Malaysiakini Letter

Chin Peng's ashes: Why do the police need AG's help?

G Selvakumar
Published:

LETTER | It is unusual that the police, in the saga of Chin Peng’s ashes, will be seeking advice from the attorney-general as to whether any offence has been committed. The criminal justice system does not intend the limbs of investigations and the prosecution to work in this manner.

The classification of cases and whether an offence has been disclosed is the prerogative of the relevant enforcement agency. Investigations commence once the investigative arm establishes that an offence has been disclosed.

The classification of a case, whether sizeable or otherwise, gives the necessary powers to investigate, which basically centres around witnesses, search, seizure and arrest. At this stage, there should be no interference from any external party, including the AG’s Chambers, until the investigator feels he has enough evidence for a prima facie case.

It is only then the chambers steps in. This is one of the most important parts of the balance of powers between the prosecution and investigative arms in any criminal justice system. Although there are overlapping, mutually inclusive powers between these two limbs, the criminal justice system is an inclination towards checks and balances.

The police should not be dependent on the AG to decide whether an offence has taken place. A 'No Offence Disclosed ' is also one of the classifications available to the police after initial inquiries. These inquiries that lead up to a specific classification are noted down as police actions.

These are to justify the said classification and is, totally, the prerogative of the police. This initial procedure must be kept strictly sacrosanct to maintain an effective balance and separation of powers between the first two arms of the criminal justice system.

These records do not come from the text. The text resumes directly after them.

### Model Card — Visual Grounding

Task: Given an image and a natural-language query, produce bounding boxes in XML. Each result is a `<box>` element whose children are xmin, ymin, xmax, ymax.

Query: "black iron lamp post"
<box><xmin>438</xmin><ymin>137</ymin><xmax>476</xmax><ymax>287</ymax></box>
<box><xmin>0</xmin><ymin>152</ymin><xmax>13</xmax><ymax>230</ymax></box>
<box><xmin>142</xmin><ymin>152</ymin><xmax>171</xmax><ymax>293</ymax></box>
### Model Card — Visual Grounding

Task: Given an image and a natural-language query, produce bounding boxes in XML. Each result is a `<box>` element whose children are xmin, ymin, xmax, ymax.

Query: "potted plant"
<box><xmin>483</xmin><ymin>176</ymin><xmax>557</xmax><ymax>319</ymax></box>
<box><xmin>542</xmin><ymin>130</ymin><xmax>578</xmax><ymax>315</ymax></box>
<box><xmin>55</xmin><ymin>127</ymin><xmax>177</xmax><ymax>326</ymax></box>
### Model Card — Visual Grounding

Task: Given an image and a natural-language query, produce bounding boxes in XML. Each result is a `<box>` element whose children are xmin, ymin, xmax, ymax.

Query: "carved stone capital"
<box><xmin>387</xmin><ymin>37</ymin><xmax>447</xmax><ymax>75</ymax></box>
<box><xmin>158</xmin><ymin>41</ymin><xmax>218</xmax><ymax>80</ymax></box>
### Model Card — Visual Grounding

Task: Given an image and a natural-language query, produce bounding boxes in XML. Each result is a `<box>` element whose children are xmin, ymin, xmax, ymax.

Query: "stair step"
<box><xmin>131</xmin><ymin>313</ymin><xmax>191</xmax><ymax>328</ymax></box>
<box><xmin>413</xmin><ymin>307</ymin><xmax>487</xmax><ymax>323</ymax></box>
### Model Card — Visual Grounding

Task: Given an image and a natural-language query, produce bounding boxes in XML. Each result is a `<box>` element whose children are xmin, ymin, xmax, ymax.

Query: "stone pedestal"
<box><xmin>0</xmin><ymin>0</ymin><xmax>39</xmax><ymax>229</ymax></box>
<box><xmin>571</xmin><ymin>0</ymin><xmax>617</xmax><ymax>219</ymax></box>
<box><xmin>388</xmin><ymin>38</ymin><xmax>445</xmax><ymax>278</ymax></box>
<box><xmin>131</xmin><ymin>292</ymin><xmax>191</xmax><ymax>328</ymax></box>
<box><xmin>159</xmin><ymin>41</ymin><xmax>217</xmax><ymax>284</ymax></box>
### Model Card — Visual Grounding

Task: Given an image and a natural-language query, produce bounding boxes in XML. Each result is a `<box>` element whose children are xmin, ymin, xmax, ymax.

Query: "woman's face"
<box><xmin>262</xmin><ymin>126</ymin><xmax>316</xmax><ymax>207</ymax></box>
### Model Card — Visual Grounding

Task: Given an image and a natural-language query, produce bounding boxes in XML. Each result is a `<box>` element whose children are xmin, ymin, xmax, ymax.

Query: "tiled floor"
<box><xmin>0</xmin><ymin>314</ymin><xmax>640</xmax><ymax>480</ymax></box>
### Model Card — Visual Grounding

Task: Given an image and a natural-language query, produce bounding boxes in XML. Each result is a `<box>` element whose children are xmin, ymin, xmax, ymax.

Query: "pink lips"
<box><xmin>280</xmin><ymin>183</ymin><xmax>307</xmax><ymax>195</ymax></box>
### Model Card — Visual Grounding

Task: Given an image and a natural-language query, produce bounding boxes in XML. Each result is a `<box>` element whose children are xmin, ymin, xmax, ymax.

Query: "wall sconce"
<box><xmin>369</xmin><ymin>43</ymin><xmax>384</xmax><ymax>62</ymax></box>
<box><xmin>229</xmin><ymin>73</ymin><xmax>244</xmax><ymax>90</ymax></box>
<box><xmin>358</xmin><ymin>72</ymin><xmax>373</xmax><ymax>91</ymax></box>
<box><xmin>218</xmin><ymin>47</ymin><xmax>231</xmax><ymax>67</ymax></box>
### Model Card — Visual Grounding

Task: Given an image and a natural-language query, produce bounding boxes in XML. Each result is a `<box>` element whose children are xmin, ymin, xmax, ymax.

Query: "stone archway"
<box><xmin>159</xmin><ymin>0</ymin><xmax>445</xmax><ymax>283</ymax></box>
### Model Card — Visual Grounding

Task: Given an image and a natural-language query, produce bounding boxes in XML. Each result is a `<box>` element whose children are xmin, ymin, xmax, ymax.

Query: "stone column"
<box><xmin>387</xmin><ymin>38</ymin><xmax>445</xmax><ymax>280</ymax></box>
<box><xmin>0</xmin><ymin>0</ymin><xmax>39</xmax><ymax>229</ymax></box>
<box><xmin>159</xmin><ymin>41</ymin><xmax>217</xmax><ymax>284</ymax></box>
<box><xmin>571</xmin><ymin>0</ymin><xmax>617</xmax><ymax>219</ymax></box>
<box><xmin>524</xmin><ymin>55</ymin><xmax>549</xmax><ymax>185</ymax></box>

Investigations that commence in the uncertainty of an offence are unprofessional and a disservice to the public, apart from infringing upon the basic rights of an individual.

In this case, it is opined that the Hat Yai agreement of 1989 on the surrender of the communists and the terms and conditions agreed upon by all parties should be strictly adhered to, honoured and respected in the right spirit. All investigations must take cognisance of this fact from the outset.

The views expressed here are those of the author/contributor and do not necessarily represent the views of Malaysiakini.